The researchers found a negative correlation between the proportion of synthetic data used and model performance - more synthetic data led to worse results in pre-training language models.
Statistical analysis revealed that synthetic data suffers from "coverage collapse" - it only covers a small portion of the human data distribution and lacks long-tail features.
Synthetic data shows over-concentration of n-gram features compared to human-produced data, making it less diverse and comprehensive.
Traditional data selection methods cannot effectively mitigate the distribution shift between synthetic and human data.
The researchers propose "token-level editing" as a solution, which selectively modifies tokens in human-produced data rather than generating entirely synthetic data.
They provide theoretical proof that token-level editing prevents model collapse by maintaining a finite upper bound on test error.
The method was validated through experiments across three training scenarios: pre-training from scratch, continual pre-training, and supervised fine-tuning.

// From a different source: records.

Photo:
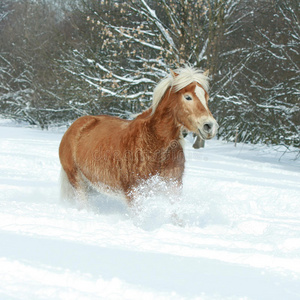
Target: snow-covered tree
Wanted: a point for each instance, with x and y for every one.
(136, 42)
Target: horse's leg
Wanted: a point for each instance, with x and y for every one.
(73, 186)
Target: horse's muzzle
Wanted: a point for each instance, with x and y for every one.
(208, 129)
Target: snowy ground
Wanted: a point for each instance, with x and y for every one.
(241, 238)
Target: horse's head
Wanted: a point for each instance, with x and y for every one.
(193, 112)
(185, 93)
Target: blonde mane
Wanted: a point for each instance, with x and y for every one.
(184, 77)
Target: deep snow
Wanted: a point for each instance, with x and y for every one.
(240, 239)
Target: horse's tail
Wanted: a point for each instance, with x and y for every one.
(67, 191)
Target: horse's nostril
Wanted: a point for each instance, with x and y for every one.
(208, 127)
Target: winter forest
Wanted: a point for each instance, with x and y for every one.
(61, 59)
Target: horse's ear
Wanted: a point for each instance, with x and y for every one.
(173, 73)
(206, 73)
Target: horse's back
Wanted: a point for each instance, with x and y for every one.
(85, 134)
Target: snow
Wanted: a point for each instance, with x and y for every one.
(240, 237)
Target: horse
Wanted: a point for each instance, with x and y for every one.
(116, 155)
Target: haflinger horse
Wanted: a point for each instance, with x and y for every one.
(116, 155)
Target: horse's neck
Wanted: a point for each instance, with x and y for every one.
(163, 126)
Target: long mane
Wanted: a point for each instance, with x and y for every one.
(184, 77)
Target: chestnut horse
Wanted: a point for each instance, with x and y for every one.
(117, 155)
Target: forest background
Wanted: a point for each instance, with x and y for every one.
(61, 59)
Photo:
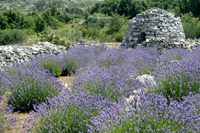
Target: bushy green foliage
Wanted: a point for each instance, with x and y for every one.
(11, 19)
(128, 8)
(53, 37)
(191, 25)
(53, 66)
(96, 21)
(12, 36)
(116, 23)
(73, 35)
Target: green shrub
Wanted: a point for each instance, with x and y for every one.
(12, 37)
(53, 37)
(71, 35)
(191, 25)
(70, 66)
(51, 65)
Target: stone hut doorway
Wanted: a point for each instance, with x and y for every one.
(142, 37)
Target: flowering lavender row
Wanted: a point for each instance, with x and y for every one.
(114, 90)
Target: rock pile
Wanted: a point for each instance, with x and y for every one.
(157, 28)
(16, 54)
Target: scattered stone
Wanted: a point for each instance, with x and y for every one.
(146, 81)
(157, 28)
(17, 54)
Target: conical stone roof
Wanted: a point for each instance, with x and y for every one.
(155, 28)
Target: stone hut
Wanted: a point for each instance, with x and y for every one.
(155, 28)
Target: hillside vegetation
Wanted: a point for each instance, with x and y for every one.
(65, 22)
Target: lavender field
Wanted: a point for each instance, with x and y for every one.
(114, 90)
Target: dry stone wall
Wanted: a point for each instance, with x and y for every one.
(17, 54)
(157, 28)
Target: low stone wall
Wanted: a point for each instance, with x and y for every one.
(17, 54)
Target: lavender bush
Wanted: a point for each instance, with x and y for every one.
(110, 82)
(31, 87)
(106, 95)
(6, 118)
(177, 79)
(3, 77)
(69, 112)
(152, 115)
(175, 54)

Results showed consistent improvements in model performance when using token-edited data compared to both pure synthetic data and original human data.
The token editing process uses a prior distribution (pre-trained language model) to identify which tokens to modify based on their conditional probabilities.
The approach is computationally efficient, requiring only a single forward pass rather than autoregressive generation.
The researchers distinguish between "pure synthetic data" (generated entirely by AI) and "semi-synthetic data" (modified human data), with the latter showing better results.
The work identifies two critical questions for future research: understanding synthetic data's impact on language model training and preventing model collapse.
The findings suggest that maintaining distribution coverage and preserving long-tail features are crucial for successful use of synthetic data in training.
The research demonstrates that synthetic data can be beneficial when properly integrated with human data, but pure synthetic data risks model collapse and performance degradation.
Excellent summary! I’ve reviewed the content, and it effectively conveys our results and key findings with clarity.
Thank you for your attention to detail! We’re open to further questions and discussions.